I appreciate any support you may provide.
The way you scale up and down to create new units in the cluster has changed a bit with the Machines (V2) platform. Here are updated instructions. Please be aware I tested this on a freshly-created database with very little data. So please please do NOT skip step 1.
- BACKUP YOUR DATA. Do not skip this step. There are snapshots in case things go wrong. Your backup will help if things go very wrong. You can use
fly proxy 5432 -a <pgname> and then
pg_dump to grab an SQL dump of your data.
- Make sure you did not skip step 1.
- Add a new 1GB volume to your Postgres app:
fly volumes create pg_data --size 1 --region <your-pg-region> -a <pgname>. Make a note of the VOLUME_ID.
fly status -a <pgname>, note which instance is the primary and how many instances are running. Grab the ID (first column) of an existing machine.
- Add one more instance as a clone of that machine, attaching it to the previously-created volume:
fly machine clone EXISTING_MACHINE_ID --attach-volume VOLUME_ID -a <pgname>. Note the machine ID of this new SMALL_MACHINE_ID.
- Clone that machine two more times:
fly machines clone SMALL_MACHINE_ID -a <pgname>.
- Wait a few minutes, then run
fly status to make sure the new instances are in replica state and happy/healthy.

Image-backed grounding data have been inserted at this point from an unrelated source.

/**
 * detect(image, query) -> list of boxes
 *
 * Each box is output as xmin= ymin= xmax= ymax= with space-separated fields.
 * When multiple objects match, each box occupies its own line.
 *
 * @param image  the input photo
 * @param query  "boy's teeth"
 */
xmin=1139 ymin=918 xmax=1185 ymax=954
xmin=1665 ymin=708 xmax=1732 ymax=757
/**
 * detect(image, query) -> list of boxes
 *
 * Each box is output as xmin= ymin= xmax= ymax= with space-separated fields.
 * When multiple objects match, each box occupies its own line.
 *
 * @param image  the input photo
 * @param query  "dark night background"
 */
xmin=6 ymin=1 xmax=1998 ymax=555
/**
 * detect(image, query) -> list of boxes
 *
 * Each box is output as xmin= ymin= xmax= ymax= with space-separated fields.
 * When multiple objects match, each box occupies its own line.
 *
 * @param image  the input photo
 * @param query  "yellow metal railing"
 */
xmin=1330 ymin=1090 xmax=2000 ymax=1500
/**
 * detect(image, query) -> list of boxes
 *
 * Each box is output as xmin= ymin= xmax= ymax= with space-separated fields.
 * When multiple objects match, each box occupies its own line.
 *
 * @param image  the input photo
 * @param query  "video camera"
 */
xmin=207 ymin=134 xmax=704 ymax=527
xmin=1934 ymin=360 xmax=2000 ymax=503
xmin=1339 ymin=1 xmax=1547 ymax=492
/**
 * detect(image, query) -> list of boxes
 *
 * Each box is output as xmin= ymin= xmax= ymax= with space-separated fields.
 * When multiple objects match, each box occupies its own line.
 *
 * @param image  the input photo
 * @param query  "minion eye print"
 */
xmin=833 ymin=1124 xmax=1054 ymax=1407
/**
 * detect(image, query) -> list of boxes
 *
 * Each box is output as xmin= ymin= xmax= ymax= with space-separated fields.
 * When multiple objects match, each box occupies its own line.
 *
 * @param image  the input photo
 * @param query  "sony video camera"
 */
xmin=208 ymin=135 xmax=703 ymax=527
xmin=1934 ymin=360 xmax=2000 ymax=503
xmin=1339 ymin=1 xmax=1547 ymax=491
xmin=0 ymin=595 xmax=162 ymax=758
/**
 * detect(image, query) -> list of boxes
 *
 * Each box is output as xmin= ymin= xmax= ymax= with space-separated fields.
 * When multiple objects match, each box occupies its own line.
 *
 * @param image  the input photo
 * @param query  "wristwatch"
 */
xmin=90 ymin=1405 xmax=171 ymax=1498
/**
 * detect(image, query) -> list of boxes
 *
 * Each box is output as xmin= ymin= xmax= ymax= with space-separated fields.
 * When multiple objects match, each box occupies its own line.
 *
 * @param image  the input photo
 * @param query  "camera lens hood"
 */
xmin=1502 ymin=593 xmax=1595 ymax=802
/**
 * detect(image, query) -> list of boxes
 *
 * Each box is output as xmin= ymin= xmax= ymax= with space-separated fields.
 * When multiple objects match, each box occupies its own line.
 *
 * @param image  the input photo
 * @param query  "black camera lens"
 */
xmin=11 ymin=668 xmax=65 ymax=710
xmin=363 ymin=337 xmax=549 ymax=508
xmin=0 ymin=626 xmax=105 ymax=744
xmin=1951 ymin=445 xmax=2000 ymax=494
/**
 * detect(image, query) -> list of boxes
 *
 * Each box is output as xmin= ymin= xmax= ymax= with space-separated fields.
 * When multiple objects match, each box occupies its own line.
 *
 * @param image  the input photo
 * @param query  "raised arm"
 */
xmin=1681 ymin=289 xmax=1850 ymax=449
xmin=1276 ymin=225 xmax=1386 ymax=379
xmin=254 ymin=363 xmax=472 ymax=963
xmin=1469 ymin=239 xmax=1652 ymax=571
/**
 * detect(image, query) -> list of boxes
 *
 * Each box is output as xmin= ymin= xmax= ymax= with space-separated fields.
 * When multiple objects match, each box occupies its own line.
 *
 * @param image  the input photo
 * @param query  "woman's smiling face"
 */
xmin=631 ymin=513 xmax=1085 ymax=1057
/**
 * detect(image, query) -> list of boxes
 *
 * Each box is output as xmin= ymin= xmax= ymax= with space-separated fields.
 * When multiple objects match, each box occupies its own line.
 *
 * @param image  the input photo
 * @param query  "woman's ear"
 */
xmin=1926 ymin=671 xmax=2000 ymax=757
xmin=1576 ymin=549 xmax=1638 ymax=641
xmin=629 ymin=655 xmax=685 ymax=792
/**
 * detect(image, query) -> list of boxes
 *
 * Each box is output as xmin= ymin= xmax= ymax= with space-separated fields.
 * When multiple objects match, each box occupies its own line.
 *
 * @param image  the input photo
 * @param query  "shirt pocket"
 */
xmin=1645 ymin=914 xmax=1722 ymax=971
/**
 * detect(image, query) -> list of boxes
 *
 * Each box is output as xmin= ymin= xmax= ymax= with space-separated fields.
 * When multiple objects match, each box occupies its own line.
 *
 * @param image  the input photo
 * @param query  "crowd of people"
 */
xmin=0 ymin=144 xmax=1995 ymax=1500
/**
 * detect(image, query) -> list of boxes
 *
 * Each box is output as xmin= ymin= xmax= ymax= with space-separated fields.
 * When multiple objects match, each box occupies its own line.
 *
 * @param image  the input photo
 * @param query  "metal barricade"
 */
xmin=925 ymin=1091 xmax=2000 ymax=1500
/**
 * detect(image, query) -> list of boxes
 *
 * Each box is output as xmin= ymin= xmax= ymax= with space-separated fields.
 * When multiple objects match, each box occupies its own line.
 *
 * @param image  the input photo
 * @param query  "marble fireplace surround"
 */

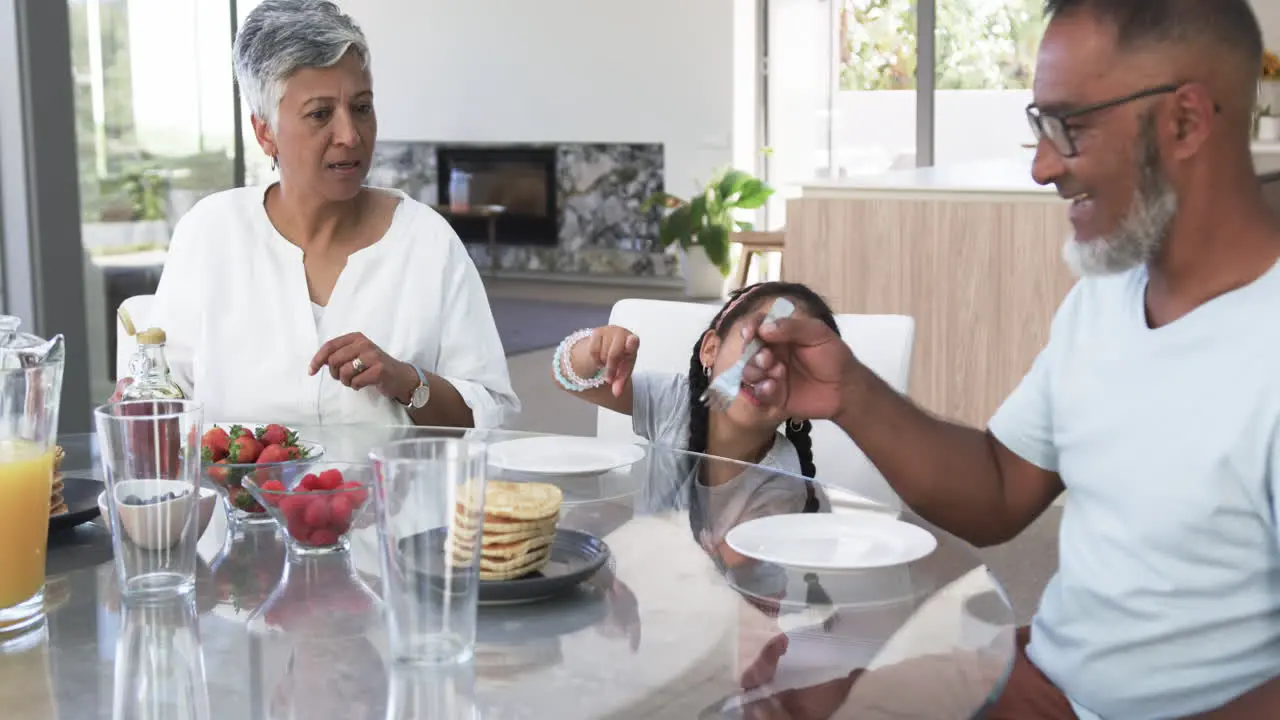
xmin=368 ymin=141 xmax=678 ymax=278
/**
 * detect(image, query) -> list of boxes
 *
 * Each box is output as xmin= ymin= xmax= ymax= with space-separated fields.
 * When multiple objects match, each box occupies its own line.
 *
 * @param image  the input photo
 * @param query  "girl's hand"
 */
xmin=572 ymin=325 xmax=640 ymax=397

Confirm using
fly volumes list and
fly machines list that the new machines have the small volumes.
- Stop the old old replicas with large volumes. The easiest way is to run
fly volumes list -a <pgname>, check the ATTACHED VM column for machines with the large volumes, ensure they are not the primary, and
fly machine stop those. It’s OK to stop them almost at the same time. Once done, wait for the cluster status to be stable and for the
fly logs to be free of errors.
- Stop the primary,
fly machine stop PRIMARY_ID.
- Wait a few minutes for the three remaining replicas to realize the primary is gone, chat among themselves and elect a new primary node.
- Once your three small nodes are the only remaining ones, and one of them has been designated the primary, it’s safe to
fly machine destroy for the old replicas and the old primary.
fly volumes list, identify and
fly volumes destroy all the old, now-unattached, large volumes.
- If anything goes wrong, your cluster is down, or in read-only mode and it’s not obvious how to recover it: Luckily, you have a backup! Nuke the cluster, create a new one with the desired size, and load your data in it. Or you can look into how to restore from a snapshot - but snapshots are taken daily and your backup is only 20 minutes old, isn’t it?
Let me know if this works!
I’m very very grateful for you taking the time to answer my question. I owe you a debt of gratitude and appreciate your support immensely.
I was able to carry out everything and I now have three 1GB volumes attached to three small machines and the site is up and running perfectly.
PS: for anyone attempting to do this, you should know that your website will be down, for not more than 3 minutes, and then right back up.